List of available options taken from php.ini
E_ALL All errors and warnings
E_ERROR fatal run-time errors
E_WARNING run-time warnings (non-fatal errors)
E_PARSE compile-time parse errors
E_DEPRECATED notices for the use of functions that will be retired in a future version
E_NOTICE run-time notices (these are warnings which often result from a bug in your code, but it's possible that it was intentional (e.g., using an uninitialized variable and relying on the fact it's automatically initialized to an empty string)
E_CORE_ERROR fatal errors that occur during PHP's initial startup
E_CORE_WARNING warnings (non-fatal errors) that occur during PHP's initial startup
E_COMPILE_ERROR fatal compile-time errors
E_COMPILE_WARNING compile-time warnings (non-fatal errors)
E_USER_ERROR user-generated error message
E_USER_WARNING user-generated warning message
E_USER_NOTICE user-generated notice message

Turning Error logging on

By default errors are set to error_log is set to /dev/null which means, it won't have error logging on. When errors are turned on will be stored in the directory the error occurs in. For example, if you have a PHP file called index.php in a subdirectory like public_html/wordpress, if you have any PHP errors in the index.php file of that location, the error log will be stored in that folder. You can specify in the php.ini what file to store all errors in.
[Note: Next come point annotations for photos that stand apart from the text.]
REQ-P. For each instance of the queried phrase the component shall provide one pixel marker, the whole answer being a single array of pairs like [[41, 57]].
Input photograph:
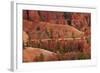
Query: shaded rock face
[[53, 36], [36, 54], [25, 38]]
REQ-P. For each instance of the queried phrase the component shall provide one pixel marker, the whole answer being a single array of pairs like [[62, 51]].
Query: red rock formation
[[37, 54], [34, 16]]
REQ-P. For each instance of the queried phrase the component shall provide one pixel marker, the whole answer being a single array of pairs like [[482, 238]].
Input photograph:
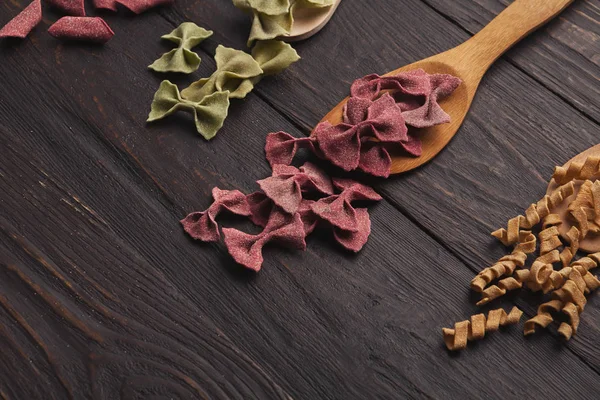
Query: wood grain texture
[[103, 296]]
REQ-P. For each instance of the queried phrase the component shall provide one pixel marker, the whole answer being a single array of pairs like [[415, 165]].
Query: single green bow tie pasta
[[238, 72], [267, 7], [209, 113], [274, 56], [235, 69], [267, 27], [182, 59]]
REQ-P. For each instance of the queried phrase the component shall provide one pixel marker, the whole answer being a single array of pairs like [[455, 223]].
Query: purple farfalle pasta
[[365, 120], [308, 216], [24, 22], [286, 185], [90, 29], [260, 208], [71, 7], [282, 228], [338, 210], [106, 4], [416, 92], [281, 147], [203, 226]]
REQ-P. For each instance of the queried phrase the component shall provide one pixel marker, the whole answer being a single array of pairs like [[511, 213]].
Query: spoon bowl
[[469, 62], [309, 21]]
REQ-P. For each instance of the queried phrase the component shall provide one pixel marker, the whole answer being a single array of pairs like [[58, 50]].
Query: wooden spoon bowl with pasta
[[469, 62]]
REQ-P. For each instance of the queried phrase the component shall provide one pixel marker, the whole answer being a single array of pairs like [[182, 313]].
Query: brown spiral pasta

Important!You can place the following code in the .htaccess to make the local php.ini work for the current directory where the .htaccess resides and all subdirectories beyond.

<IfModule mod_suphp.c>
suPHP_ConfigPath /home/USERNAME/public_html
</IfModule>
The IfModule makes Apache load the directive only if suPHP is used, so the site doesn't break if switched to another PHP handler such as DSO.
  1. Login into your cPanel.
  2. Go to the File Manager. Select the public_html directory and click Go.
  3. You can set the following line of code to On to log errors or off to turn error logging off.
    log_errors = On
    
  4. Next you can save errors from any page in your files to a specific location the error_log for all your to a specific path on the server or leave the log.

    This will place the error_log in the directory the error occurs in

    ; Log errors to specified file.
    error_log = error_log
    

    This will place all errors in the error log inside the public_html

    ; Log errors to specified file.
    error_log = /home/userna5/public_html/error_log
    

    Now your errors will all be stored in the error_log in the public_html.

    Also read:

    How to Backup My Website in cPanel
    Step by Step Approach to Password Protect a Directory in cPanel
    The htaccess file and its uses

        
    Maintain your log files


    Now that you have enabled error logging, be sure to maintain your log files. This will require removong the logs periodically. You may do so by just removing the file from within the File Manager or through any other method that you prefer to manage your files. A large log file can sometimes cause issues by possibly filling your disk space or if on shared hosting with unlimited disk space, begin to impact other customers on the server. This can create issues with your web hosting povider and a limitation could possibly be placed on your account.